These are the key concepts you need to understand to accurately answer the question.

Z-score Calculation
The Z-score is a critical component when working with normal distributions, as it allows us to determine how far away a certain value is from the mean. Calculating the Z-score involves a simple formula: \( Z = \frac{X - \mu}{\sigma} \). Here:
  • \(X\) represents the value in question.
  • \(\mu\) denotes the mean of the distribution.
  • \(\sigma\) is the standard deviation.

By substituting these into the formula, we convert our data point into a standardized form, which can easily be compared across different normal distributions.
For example, finding the Z-score for a value of 200 in a \(N(120,40)\) distribution results in a Z-score of 2, indicating that our value is 2 standard deviations above the mean. Similarly, a negative Z-score indicates the value is below the mean. Practicing these calculations enhances our understanding of the relationship between raw scores and their relative position within a distribution.
Standard Normal Table
Once a Z-score is calculated, the next step is usually to reference the standard normal distribution table, often referred to simply as a Z-table. This table records cumulative probabilities associated with Z-scores, offering a way to translate standard deviations into understood probabilities or areas under the curve.
  • The Z-table values give the area to the left of a Z-score on a standard normal curve.
  • For instance, a Z-score of 2 corresponds to an area of 0.9772.
  • If seeking the area to the right of a Z-score, we subtract the table value from 1 because the total area under the normal distribution curve is 1.

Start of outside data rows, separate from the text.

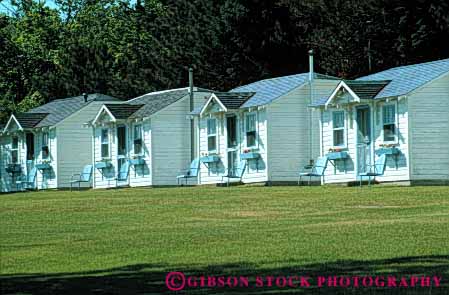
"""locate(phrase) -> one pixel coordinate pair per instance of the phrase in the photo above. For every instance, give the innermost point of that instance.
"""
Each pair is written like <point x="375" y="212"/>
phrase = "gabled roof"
<point x="122" y="111"/>
<point x="156" y="101"/>
<point x="30" y="120"/>
<point x="405" y="79"/>
<point x="59" y="109"/>
<point x="233" y="100"/>
<point x="366" y="89"/>
<point x="358" y="90"/>
<point x="227" y="101"/>
<point x="270" y="89"/>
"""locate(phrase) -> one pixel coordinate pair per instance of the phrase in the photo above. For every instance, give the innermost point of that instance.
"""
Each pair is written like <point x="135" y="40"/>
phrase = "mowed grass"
<point x="227" y="230"/>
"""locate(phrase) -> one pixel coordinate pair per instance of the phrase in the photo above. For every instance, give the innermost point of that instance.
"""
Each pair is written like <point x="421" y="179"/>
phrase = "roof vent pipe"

This tool is invaluable for determining the probability that a score falls below, above, or between particular values. The ease of use and clarity offered by the Z-table make it an essential tool in statistics, whether for testing hypotheses or simply exploring data.
Probability Calculation
Calculating probabilities for normal distributions enables us to interpret data in meaningful ways. By using Z-scores and the standard normal table, we can determine these probabilities efficiently. This process involves:
  • Finding the Z-score for the data point.
  • Consulting the Z-table to find the area or probability associated with that Z-score.
  • Adjusting this area as necessary, for finding probabilities to the left, right, or between values.

For example, if we need the probability of a value falling above a Z-score of 2, we subtract the table value (0.9772) from 1, resulting in 0.0228. Such probabilities highlight how likely or unlikely an event is under normal circumstances.
Mastery in these calculations is essential for data analysis, enabling professionals to make informed predictions and decisions based on statistically sound methods.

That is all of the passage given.